Es gibt keine einfachen Lösungen für Konflikte, aber es muss eine diplomatische und friedliche Lösung gefunden werden. Alles anderewäre unvorstellbar: Tod und Zerstörung lebenswichtiger Infrastrukturen, Atomkraftwerke und die mögliche Vertreibung in großem Umfang von Millionen von Menschen in Europa. Hinzu kommt die stets präsente nukleare Bedrohung, die jeder Krieg zwischen atomar bewaffneten Nationen mit sich bringt. In diesem Konflikt sind vier Staaten im Besitz von Atomwaffen und haben eine Erstschlagsstrategie.

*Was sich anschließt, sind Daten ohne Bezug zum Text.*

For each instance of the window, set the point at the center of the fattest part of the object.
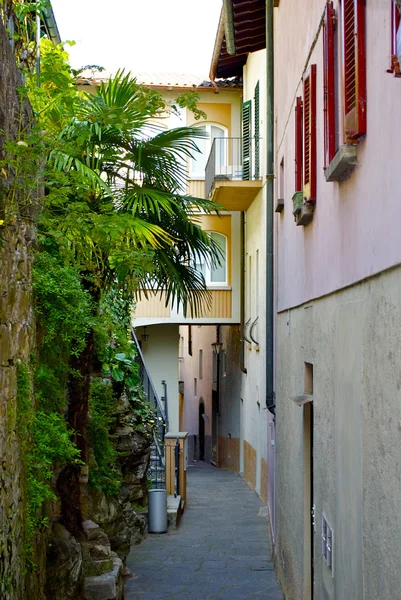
(327, 543)
(198, 163)
(309, 112)
(298, 144)
(257, 132)
(395, 39)
(216, 273)
(354, 57)
(329, 85)
(246, 140)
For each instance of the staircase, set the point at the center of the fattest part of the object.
(157, 465)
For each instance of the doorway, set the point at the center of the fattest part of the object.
(201, 431)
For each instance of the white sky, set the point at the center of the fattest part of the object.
(140, 35)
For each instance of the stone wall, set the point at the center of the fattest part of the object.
(17, 334)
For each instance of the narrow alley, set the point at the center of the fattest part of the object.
(221, 550)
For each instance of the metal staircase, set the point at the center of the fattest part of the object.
(157, 465)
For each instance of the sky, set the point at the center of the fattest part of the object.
(140, 35)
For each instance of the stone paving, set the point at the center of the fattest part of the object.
(220, 551)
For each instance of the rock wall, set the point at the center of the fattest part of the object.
(17, 335)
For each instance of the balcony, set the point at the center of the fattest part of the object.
(222, 308)
(229, 175)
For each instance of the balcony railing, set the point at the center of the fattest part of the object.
(230, 159)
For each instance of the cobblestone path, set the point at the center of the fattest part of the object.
(221, 550)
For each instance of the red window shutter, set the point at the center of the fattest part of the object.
(298, 145)
(329, 79)
(395, 23)
(353, 17)
(310, 135)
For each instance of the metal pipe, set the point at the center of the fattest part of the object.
(270, 394)
(242, 293)
(37, 48)
(229, 27)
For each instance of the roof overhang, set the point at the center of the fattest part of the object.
(242, 29)
(50, 24)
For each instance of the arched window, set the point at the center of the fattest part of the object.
(198, 163)
(215, 275)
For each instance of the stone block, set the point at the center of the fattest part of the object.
(343, 163)
(102, 587)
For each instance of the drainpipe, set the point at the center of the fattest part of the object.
(242, 293)
(270, 394)
(37, 49)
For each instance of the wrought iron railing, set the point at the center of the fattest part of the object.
(231, 159)
(157, 465)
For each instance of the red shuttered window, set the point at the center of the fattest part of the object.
(395, 66)
(353, 21)
(298, 145)
(329, 82)
(309, 110)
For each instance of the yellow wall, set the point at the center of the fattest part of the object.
(222, 225)
(216, 113)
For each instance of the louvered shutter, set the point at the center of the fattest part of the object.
(246, 140)
(309, 110)
(353, 17)
(257, 132)
(329, 89)
(298, 145)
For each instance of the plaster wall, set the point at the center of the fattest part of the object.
(355, 229)
(352, 340)
(202, 338)
(161, 357)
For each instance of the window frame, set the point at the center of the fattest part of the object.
(395, 67)
(329, 85)
(309, 135)
(200, 176)
(208, 268)
(298, 144)
(353, 18)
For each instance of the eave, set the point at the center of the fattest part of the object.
(249, 35)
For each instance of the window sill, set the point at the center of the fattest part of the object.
(342, 164)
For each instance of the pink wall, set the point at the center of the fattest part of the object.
(356, 229)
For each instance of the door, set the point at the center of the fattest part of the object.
(201, 431)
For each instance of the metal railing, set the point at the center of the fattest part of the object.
(230, 159)
(157, 464)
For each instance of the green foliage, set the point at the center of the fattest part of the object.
(104, 474)
(61, 302)
(51, 446)
(45, 443)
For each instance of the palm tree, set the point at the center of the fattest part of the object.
(118, 208)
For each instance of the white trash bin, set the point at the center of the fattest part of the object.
(157, 511)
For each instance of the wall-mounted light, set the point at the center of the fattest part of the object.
(217, 347)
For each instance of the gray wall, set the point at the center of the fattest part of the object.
(353, 340)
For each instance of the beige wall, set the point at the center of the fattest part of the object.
(352, 339)
(161, 357)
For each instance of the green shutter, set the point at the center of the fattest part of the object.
(257, 132)
(246, 140)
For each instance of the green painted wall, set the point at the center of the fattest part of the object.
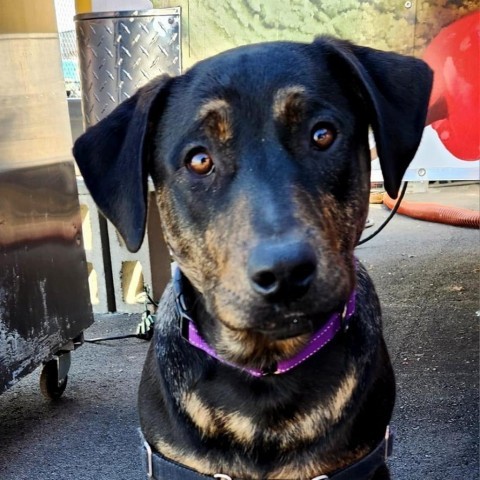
(212, 26)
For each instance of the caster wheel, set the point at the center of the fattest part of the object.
(51, 385)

Wir fordern alle Konfliktparteien auf:
- keine Drohungen mehr auszusprechen und auf eine militärische Eskalation zu verzichten
- alle Truppen und Waffen von den Grenzen auf allen Seiten der Ukraine abzuziehen
- die direkte Beteiligung weiterer Staaten an einer militärischen Auseinandersetzung zu verhindern
- vertrauensbildende Maßnahmen und grundlegende Bedürfnisse auf beiden Seiten zu erörtern und zu klären, wie diese angegangen werden können
- aufzuhören, sich gegenseitig die Schuld für den Ausbruch des Konflikts zu geben und von vorne anzufangen
- Gespräche über die nukleare Abrüstung mit dem Ziel der überprüfbaren weltweiten Abschaffung von Atomwaffen aufzunehmen
- mit der Vorbereitung für den Beitritt zum Vertrag zum Verbot von Atomwaffen (AVV) zu beginnen
Wir rufen alle Länder in Europa auf, durch Vorschläge und Beifall für deeskalierende Maßnahmen, dazu beizutragen, einen Krieg und eine humanitäre Katastrophe abzuwenden.
Unsere Forderung nach einer kontinuierlichen diplomatischen Anstrengung zur Lösung der politischen Krise bedeutet nicht, dass wir mit bestimmten politischen Positionen einverstanden sind. Wir wollen einen potentiell unkontrollierbaren Konflikt verhindern, der zu einem Atomkrieg eskalieren könnte.